This article has been published in the August 2019 Knowlative Newsletter, the 19th of August 2019.

Kinesiology, through the Muscle Response Test, allows us to dialogue with our client’s body and subconscious. Through the muscle test, we can identify the cause of the person’s imbalance and determine which is the most effective correction.
Sometimes we can face some difficulties when our client isn’t able to “communicate” with us through his/her muscles, like when they are too young (i.e. newborns that are not able to control their muscles yet), or when they are too sick and they don’t have strength in their muscles, or when they are not cooperative, like with hyperactive kids or when we work on animals.
To overcome this difficulty, in kinesiology we have a great and a unique tool called Surrogate Testing (ST), where we can gather information from someone that we can easily monitor, while they are touching the one that cannot be monitored.
I have used this tool a lot. In fact, after I completed my training in the branch of kinesiology called Applied Physiology, I started to work a lot in neurological cases. Many of my clients were quadriplegic, which means that they had both arms and legs paralyzed. With these clients, it was impossible to use any of the 14 muscles. When I was lucky, I could use the neck flexors as an Indicator Muscle, but often the client got tired quite quickly. I used to use the Orbicularis Oris Muscle, but it’s not an easy muscle to test. So, I experimented with the use of Surrogate Testing (ST).
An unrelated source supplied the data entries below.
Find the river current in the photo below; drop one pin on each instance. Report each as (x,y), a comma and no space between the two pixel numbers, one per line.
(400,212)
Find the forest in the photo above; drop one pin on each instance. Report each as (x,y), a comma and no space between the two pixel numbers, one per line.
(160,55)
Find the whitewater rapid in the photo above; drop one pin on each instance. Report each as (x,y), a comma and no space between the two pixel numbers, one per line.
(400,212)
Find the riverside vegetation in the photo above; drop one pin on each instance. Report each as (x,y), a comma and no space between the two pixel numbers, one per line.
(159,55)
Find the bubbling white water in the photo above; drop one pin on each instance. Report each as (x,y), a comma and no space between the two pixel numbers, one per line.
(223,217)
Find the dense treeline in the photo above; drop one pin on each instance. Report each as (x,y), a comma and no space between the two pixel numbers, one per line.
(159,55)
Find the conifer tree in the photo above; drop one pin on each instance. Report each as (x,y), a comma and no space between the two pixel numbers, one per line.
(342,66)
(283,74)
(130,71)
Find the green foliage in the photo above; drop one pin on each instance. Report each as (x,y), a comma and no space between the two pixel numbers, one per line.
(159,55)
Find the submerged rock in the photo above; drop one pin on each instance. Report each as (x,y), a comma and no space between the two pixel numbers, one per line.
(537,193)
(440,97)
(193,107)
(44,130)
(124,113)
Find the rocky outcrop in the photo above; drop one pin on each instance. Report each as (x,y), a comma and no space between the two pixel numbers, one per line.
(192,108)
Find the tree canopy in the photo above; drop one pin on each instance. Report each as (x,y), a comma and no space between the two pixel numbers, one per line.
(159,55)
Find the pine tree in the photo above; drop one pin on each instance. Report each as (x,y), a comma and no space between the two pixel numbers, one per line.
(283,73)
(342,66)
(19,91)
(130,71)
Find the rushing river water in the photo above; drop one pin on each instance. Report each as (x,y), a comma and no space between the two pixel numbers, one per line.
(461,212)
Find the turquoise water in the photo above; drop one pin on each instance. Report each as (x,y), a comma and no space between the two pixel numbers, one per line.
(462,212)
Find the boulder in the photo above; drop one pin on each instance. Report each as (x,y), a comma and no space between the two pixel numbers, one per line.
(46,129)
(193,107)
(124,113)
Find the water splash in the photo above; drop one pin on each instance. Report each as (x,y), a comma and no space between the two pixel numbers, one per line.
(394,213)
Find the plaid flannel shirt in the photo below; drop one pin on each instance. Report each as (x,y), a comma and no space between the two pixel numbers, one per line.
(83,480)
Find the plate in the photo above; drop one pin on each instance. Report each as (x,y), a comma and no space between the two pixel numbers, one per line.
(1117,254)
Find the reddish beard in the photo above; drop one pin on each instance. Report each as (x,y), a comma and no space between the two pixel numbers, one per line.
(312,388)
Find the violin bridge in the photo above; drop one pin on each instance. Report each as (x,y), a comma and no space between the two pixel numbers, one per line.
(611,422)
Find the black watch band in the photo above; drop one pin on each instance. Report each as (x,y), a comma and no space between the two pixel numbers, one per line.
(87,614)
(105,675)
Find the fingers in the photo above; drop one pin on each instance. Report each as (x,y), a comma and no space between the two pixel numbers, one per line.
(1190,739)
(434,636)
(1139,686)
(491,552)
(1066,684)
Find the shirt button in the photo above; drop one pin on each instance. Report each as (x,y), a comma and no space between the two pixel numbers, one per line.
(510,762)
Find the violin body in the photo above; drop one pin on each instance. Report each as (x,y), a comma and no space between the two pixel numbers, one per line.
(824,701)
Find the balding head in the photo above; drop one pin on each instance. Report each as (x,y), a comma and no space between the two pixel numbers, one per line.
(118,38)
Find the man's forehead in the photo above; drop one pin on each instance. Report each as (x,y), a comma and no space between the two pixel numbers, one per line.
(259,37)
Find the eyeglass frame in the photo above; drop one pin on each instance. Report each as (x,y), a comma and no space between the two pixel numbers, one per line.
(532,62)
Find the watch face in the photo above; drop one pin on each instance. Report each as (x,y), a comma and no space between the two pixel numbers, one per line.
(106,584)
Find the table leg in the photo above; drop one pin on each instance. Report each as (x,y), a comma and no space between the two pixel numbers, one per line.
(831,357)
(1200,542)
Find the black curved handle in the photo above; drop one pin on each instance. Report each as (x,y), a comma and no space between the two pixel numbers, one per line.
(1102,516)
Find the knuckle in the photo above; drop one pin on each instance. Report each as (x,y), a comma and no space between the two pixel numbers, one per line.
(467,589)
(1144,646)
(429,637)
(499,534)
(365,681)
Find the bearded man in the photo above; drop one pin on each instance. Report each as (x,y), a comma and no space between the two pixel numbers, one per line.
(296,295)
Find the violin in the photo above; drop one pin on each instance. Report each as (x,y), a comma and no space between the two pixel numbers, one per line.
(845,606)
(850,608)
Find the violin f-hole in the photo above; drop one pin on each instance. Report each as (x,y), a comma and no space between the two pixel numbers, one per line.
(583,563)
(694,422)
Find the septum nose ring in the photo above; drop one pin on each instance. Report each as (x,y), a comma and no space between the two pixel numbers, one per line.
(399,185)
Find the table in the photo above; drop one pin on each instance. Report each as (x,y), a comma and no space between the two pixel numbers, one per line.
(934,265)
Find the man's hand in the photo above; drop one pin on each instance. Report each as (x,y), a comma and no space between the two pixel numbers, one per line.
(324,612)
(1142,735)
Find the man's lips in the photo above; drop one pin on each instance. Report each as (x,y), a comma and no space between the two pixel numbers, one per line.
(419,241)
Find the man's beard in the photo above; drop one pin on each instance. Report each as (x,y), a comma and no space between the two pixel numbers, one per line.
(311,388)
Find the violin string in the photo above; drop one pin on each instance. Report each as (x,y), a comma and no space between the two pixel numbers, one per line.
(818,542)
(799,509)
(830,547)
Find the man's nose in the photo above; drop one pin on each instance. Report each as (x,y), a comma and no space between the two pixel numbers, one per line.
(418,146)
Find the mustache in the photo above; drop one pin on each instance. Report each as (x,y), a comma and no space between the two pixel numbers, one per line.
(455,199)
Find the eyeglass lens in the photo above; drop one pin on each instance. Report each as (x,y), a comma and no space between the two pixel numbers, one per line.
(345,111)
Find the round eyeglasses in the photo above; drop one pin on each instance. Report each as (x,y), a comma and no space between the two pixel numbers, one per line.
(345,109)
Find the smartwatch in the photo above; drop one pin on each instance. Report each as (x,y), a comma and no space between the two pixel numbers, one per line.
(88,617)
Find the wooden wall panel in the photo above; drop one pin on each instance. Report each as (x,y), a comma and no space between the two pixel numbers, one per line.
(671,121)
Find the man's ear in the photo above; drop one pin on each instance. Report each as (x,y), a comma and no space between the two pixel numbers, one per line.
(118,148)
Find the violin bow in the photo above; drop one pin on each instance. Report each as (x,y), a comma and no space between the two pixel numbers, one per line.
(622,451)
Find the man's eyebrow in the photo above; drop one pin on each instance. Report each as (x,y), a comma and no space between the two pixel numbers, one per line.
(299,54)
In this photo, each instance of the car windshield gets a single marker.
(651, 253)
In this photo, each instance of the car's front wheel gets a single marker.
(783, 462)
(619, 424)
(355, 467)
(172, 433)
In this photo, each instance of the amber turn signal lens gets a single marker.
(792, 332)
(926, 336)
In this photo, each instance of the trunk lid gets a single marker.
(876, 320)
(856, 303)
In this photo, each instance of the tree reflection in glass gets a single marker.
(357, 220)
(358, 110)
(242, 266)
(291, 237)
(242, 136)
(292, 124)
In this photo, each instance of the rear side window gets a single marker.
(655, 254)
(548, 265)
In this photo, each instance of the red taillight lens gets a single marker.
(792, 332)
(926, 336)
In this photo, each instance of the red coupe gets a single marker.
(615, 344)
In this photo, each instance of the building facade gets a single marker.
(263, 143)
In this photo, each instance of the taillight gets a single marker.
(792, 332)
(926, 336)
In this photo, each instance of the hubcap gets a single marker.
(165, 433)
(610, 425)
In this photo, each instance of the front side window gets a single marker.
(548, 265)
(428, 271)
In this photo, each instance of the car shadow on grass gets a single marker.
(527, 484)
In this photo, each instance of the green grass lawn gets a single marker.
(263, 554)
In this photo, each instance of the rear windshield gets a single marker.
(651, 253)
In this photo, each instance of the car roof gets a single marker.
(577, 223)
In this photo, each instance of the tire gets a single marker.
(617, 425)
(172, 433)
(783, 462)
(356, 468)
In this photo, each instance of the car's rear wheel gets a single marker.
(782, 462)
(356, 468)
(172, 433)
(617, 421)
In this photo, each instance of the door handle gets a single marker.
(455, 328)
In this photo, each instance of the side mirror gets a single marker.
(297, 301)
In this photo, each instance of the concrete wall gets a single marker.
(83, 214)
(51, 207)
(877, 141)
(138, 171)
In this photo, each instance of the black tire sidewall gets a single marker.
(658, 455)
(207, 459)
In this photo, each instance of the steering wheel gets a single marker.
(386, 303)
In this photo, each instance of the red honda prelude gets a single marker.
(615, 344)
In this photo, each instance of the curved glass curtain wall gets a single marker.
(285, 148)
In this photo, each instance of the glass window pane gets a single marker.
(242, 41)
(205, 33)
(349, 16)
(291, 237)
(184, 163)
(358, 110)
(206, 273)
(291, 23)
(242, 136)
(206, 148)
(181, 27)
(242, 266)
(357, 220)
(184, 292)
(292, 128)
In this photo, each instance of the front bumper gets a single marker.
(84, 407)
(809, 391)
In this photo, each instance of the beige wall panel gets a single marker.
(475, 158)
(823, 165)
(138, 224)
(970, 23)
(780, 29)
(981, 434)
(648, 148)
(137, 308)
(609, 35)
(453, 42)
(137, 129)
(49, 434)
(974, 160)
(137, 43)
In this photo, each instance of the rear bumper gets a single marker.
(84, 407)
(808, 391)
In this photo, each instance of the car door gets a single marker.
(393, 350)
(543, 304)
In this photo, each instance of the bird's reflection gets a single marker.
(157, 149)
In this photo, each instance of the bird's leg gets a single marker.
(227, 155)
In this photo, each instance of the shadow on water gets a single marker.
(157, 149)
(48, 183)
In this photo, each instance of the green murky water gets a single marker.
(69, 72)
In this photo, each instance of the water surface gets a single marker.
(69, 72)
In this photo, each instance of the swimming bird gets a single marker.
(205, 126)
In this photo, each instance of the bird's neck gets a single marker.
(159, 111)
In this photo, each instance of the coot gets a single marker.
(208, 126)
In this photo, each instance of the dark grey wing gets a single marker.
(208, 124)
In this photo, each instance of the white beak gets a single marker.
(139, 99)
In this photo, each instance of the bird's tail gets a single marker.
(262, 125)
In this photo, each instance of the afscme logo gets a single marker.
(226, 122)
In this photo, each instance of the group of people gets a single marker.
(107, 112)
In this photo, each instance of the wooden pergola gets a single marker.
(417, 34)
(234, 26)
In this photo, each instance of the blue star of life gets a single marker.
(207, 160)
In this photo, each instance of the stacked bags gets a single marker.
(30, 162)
Case Study: Exclusive use of ST 

A male, in his mid 30’s that broke his neck diving from a rock. He had a luxation of the neck and he cut the spinal cord completely. The family asked me to balance him while he was still in the Hospital. He had several respiratory infections, and he had an antibiotic-resistant bacteria that caused him to have 39-40 Celsius degrees of fever for more than a month. Finally, the doctors found a very old antibiotic, usually used for intestinal infections, that won his bacteria. This was very interesting for me, that an intestinal antibiotic cured a pulmonary problem. But this is a completely different story, and it could be the subject of another article.
So he was very tired when I met him, and ST was the only option. I started to use his wife as the surrogate. However, we had to change the surrogate immediately, because a very common emotional topic for a paraplegic showed up: suicide. She couldn’t stand to hear him talking about this topic.
He was an active, sporty, young man, with two children and a young wife completely paralyzed and too weak yet to sit in the wheelchair. All this was already devastating, but what triggered his desire to suicide was that, because he had a swallowing difficulty and his lungs and respiratory muscles were too weak, he was not able to cough properly if some piece of food was going down the trachea. He could choke and die because of that. So the doctors wanted to implant a PEG (percutaneous endoscopic gastrostomy), the tube that goes directly into the stomach, and through which the person can be fed.
He told me: “Not only I will never walk, run or stand up again in my life, not only will I be unable to touch  my children or my wife, not only I will never be able to dress myself or to scratch my nose, but now they are telling me that I will never be allowed to eat anymore. I will never be able to taste the taste of food. So why should I live anymore?”.
We used his father as Surrogate and we set the goal that if he could have been able to eat normally, he would have to give up the idea of suicide. I started to work on him once a week, working on all the factors that could have improved his swallowing: working on the trauma (structural, neurological and emotional), on the scar of the surgery, on the spinal cord, on all the neck muscles and especially those involved with chewing and swallowing, on the Lungs and the respiratory muscles, and a lot, a lot of energetic work on the meridians, chakras and Figure Eights.
While working on these aspects not only did his general strength improve, but he also started to move his shoulders and the arm muscles, down to the elbow, so I could start to test him directly.
After 3 months, and about 15 sessions, the doctors, having seen his improvements, decided definitely to not implant the PEG anymore and he started to use the wheelchair and move independently from the bed to the wheelchair and from the wheelchair to the bed.
One day he told me: “Thank you so much. You saved my life, giving me back at least one source of pleasure in my life, the taste of food”. It is not by chance that in many languages they talk about “the Taste of Life”. This is why I love Kinesiology because we can help people to find the good in their lives, even if, sometimes, it seems that there is nothing good left.
And all of this, thanks to the possibility of using Surrogate Testing.